We asked the perennial question about the importance of oral argument, and Bob suggested that it was more important than he expected it would be.  He came in with a skeptical view of the importance of oral argument and kept track for a session of how often he changed his opinion after oral argument, thinking it would happen only five percent of the time.  He was surprised when it turned out to be 10 to 15 percent.  Bob commented, “Invariably, you understand a case better after oral argument.”  Asked what makes a good oral advocate, Bob responded, “just being smart and articulate” and, he added, “a little flair for drama doesn’t hurt every once in a while.”  Among the great advocates who stood out were Donna Aldea, Brian Isaac, Joel Rudin, Paul Shechtman, Kathleen Sullivan, and Barbara Underwood, who is New York’s Solicitor General – and “deservedly so.”

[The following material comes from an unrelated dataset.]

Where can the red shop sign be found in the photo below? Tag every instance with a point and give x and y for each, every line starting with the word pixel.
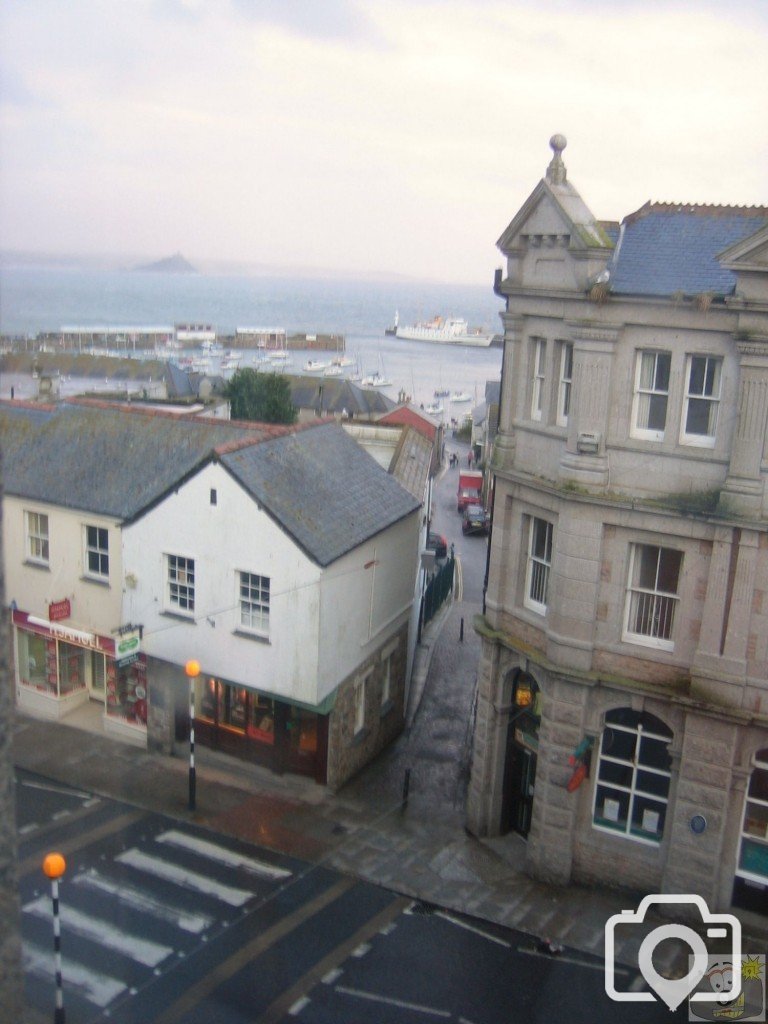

Bob felt that he was well-prepared to serve on the Court of Appeals because his experience at Paul Weiss was very eclectic.  He describes himself as a person who cannot say “no” and, as a result, he received broad substantive experience in a variety of areas.  Bob characterizes his judicial philosophy as originalism or textualism, although he would not go as far as Justice Scalia.  He believes that legislative history should be dealt with carefully, and a judge has to consider whether legislators are deliberately creating legislative history to support legal propositions that the legislature would never adopt.  At the same time, where the legislative history is clear and compelling, there is no reason it should not be relied on.  He cited as an example the decision in Roberts v. Tishman Speyer, where the legislative history made it clear that developments that accept J-51 subsidies are subject to rent control.  He did not like the result but felt that he was duty-bound to interpret the statute as he did. Bob paraphrased Justice Holmes’ famous saying, “If my country wants to go to hell, I’m here to help.”

Summing up his experience on the Court of Appeals, Bob said he loved being a judge. “Nobody yelled at me – what’s not to like?”  He noted that he is treated with somewhat less deference these days, but he enjoys being back in private practice.  As before, he plans to take on a variety of matters and is currently spending a lot of time providing expert opinions on New York law for foreign courts.  He cannot appear before the Court of Appeals for two years, but he hopes to be busy in the many other courts that proliferate in New York.  When he can no longer practice, Bob plans to write.
We suspect that Bob will be very successful because he is that rare person who combines hard work and intelligence with a great sense of humor and an ability to connect with people.   Like Simon Rifkind, he has an uncanny ability to turn a phrase, and like Arthur Liman, the thoughts and ideas come tumbling out until they cannot be resisted because they are overwhelming.  Bob is a lawyer’s lawyer and an unpretentious person – a great guy to hang out with.

As successful as Bob has been, his children may well turn out to surpass him.  His daughter Rosie is an associate at Arnold & Porter and his son Emlen is a classics professor.  Bob’s son Ben is a well-known reporter who wrote for Politico and is frequently quoted during presidential campaigns.  He is now the editor-in-chief of BuzzFeed, an internet news media company.  Ben has come a long way from being the kid who needed at least six strikes before he could get a hit.